M. [O] prétend que la terrasse en cause est une construction illégale pour avoir été effectuée à une date inconnue sans autorisation de la copropriété, tout en indiquant que le grenier d'origine du 3ème étage a été transformé en terrasse tropézienne, comme l'a d'ailleurs confirmé l'expert judiciaire.
Or, les façades et le toit relèvent également du gros oeuvre et sont donc réputés parties communes.
En l'occurrence si le grenier a été transformé à une époque indéterminée en terrasse, il s'agit bien d'une terrasse tropézienne, à savoir une terrasse toiture aménagée en remplacement d'une partie de la toiture. De tels travaux n'ont donc pas fait perdre à la partie son aspect commun puisqu'il s'agit toujours du toit de la copropriété, concourant au clos et au couvert d'un immeuble.
La terrasse étant une partie commune, seul le syndicat des copropriétaires est responsable des préjudices subis par M. [O] en vertu de l'article 14 de la loi du 10 juillet 1965, étant au surplus souligné que les infiltrations ont pour origine, non seulement la terrasse en question, mais également les fissures des façades de l'immeuble et la vétusté de la couverture tuiles, qui sont incontestablement des parties communes.

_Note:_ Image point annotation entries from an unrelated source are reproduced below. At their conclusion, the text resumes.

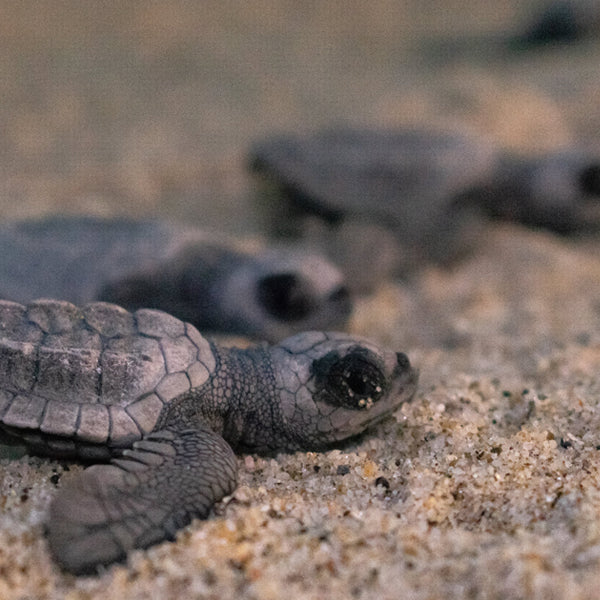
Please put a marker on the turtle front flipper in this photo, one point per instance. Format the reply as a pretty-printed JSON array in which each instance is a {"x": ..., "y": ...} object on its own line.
[{"x": 157, "y": 487}]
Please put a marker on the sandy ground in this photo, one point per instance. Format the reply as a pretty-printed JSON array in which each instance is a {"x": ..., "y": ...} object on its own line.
[{"x": 487, "y": 485}]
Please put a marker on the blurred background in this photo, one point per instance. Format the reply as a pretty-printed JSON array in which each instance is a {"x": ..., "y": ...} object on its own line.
[{"x": 149, "y": 107}]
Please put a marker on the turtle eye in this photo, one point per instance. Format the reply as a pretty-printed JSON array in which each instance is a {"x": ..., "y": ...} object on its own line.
[{"x": 354, "y": 381}]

Si effectivement, en cause d'appel, M. [O] a mis en cause le syndicat des copropriétaires, qui est désormais organisé et pourvu d'un syndic, force est de constater qu'il persiste:
- d'une part à solliciter la condamnation de M. [F] actuel propriétaire du lot n° 8 à effectuer les travaux préconisés par l'expert alors que celui-ci ne peut en aucune façon intervenir sur des parties communes,
- d'autre part, à solliciter la condamnation de tous les intimés, à l'exception du syndicat des copropriétaires, à l'indemniser de ses préjudices, alors que ce dernier est seul responsable, des désordres et dommages qui trouvent leur origine dans une partie commune.
En d'autres termes, les demandes de M. [O] intéressant une partie commune, elles ne peuvent être portées que devant le syndicat des copropriétaires.

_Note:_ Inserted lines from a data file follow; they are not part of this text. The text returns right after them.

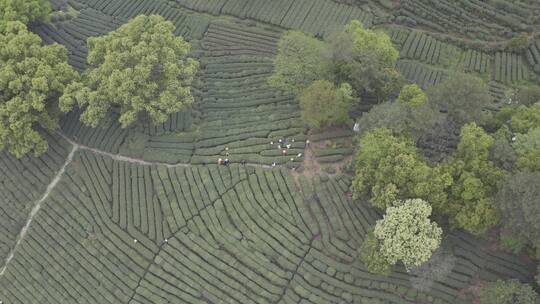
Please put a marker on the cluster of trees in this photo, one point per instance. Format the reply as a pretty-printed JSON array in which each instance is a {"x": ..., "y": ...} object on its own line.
[
  {"x": 140, "y": 71},
  {"x": 329, "y": 77}
]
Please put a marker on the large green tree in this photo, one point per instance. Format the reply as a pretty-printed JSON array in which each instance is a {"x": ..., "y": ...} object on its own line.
[
  {"x": 26, "y": 11},
  {"x": 388, "y": 168},
  {"x": 410, "y": 115},
  {"x": 366, "y": 59},
  {"x": 508, "y": 292},
  {"x": 463, "y": 96},
  {"x": 32, "y": 77},
  {"x": 142, "y": 68},
  {"x": 323, "y": 104},
  {"x": 518, "y": 200},
  {"x": 407, "y": 234},
  {"x": 301, "y": 59},
  {"x": 475, "y": 182},
  {"x": 524, "y": 118}
]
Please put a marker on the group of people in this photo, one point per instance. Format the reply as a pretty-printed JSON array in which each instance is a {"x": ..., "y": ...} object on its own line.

Or, celui-ci a certes été appelé en la cause au stade de la procédure d'appel, mais sans que M. [O] n'en tire la moindre conséquence.

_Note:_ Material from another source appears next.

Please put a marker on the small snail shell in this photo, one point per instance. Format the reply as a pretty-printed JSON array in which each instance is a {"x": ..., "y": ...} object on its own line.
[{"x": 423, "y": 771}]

En conséquence ces demandes sont irrecevables comme n'étant pas dirigées contre le syndicat des copropriétaires, à charge pour celui-ci d'exercer le cas échéant les actions récursoires qu'il estime opportunes.
M. [F] ne justifiant pas de la part de M. [O] d'une erreur grossière équipollente au dol, ni de l'existence d'une volonté de nuire, il sera débouté de sa demande de dommages et intérêts pour procédure abusive.
Vu l'article 700 du code de procédure civile,
Vu l'article 696 du code de procédure civile,
PAR CES MOTIFS
Confirme le jugement du tribunal de grande instance de Draguignan,
Y ajoutant,
Déboute M. [N] [F] de sa demande de dommages et intérêts pour procédure abusive,
Condamne M. [M] [O] à payer, sur le fondement de l'article 700 du code de procédure civile, au titre des frais irrépétibles exposés en cause d'appel, les sommes de:
- 1.500 € à M. [J] [E],
- 1.500 € à M. [C] [G] et Mme [R] [T] épouse [G],
- 1.500 € à M. [N] [F],
- 1.500 € à M. [K] [V],
Dit qu'en équité, la société SWISSLIFE ASSURANCES DE BIENS conservera la charge de ses frais irrépétibles,
Condamne M. [M] [O] aux dépens de la procédure d'appel qui pourront être recouvrés, par les avocats qui en ont fait la demande, conformément à l'article 699 du code de procédure civile.